James Delgado, NOAA's director of maritime heritage for the National Marine Sanctuaries program, thinks that's a shame. Part of his job as a marine archaeologist, he says, is not only to educate the public, but also to get them excited about historical finds like the Hatteras. That's tough to do when they can't experience the thrill of discovery and exploration for themselves. To remedy that, last year he and a team of students, scientists, and technicians used a 3-D sonar camera to document the wreck, putting the images online where anyone can "dive" the wreck from the comfort of their own computer screen.
The 1863 sinking of the steam-driven paddle wheeler ended a brief but successful career hunting down Confederate blockade-runners in the Gulf of Mexico. The ship helped blockade Galveston, then gave chase to a vessel that turned out to be the CSS Alabama. After a firefight, the Union ship surrendered, and survivors were taken to the Alabama. Holed by cannonballs, the Hatteras sank in approximately 60 feet of water, largely forgotten until the iron-hulled ship was rediscovered in the 1970s.

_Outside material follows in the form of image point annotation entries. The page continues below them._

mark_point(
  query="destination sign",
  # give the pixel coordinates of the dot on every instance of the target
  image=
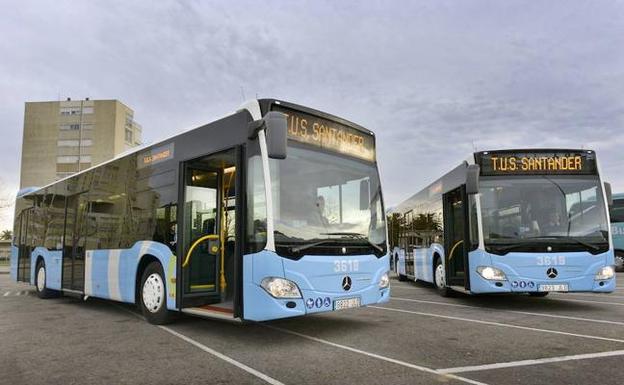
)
(155, 155)
(327, 134)
(540, 163)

Delgado mapped the wreck with 3-D sonar and says, "What we're ultimately going to get is a high-resolution scan of the wreck. Graphically you can fly through and flip it, and manipulate it, to get a 3-D sense of the wreck." The imaging was timed to coincide with the anniversary of the sinking, on January 11, 1863, but hurricane activity last year exposed more of the ship and Delgado wanted to finish the imaging before shifting sands again covered the Hatteras. With the digital images scanned and cleaned up, Delgado hopes the information will find a broader audience online at sanctuaries.noaa.gov. "You're actually going to get a better look at it than if you dived it," he says.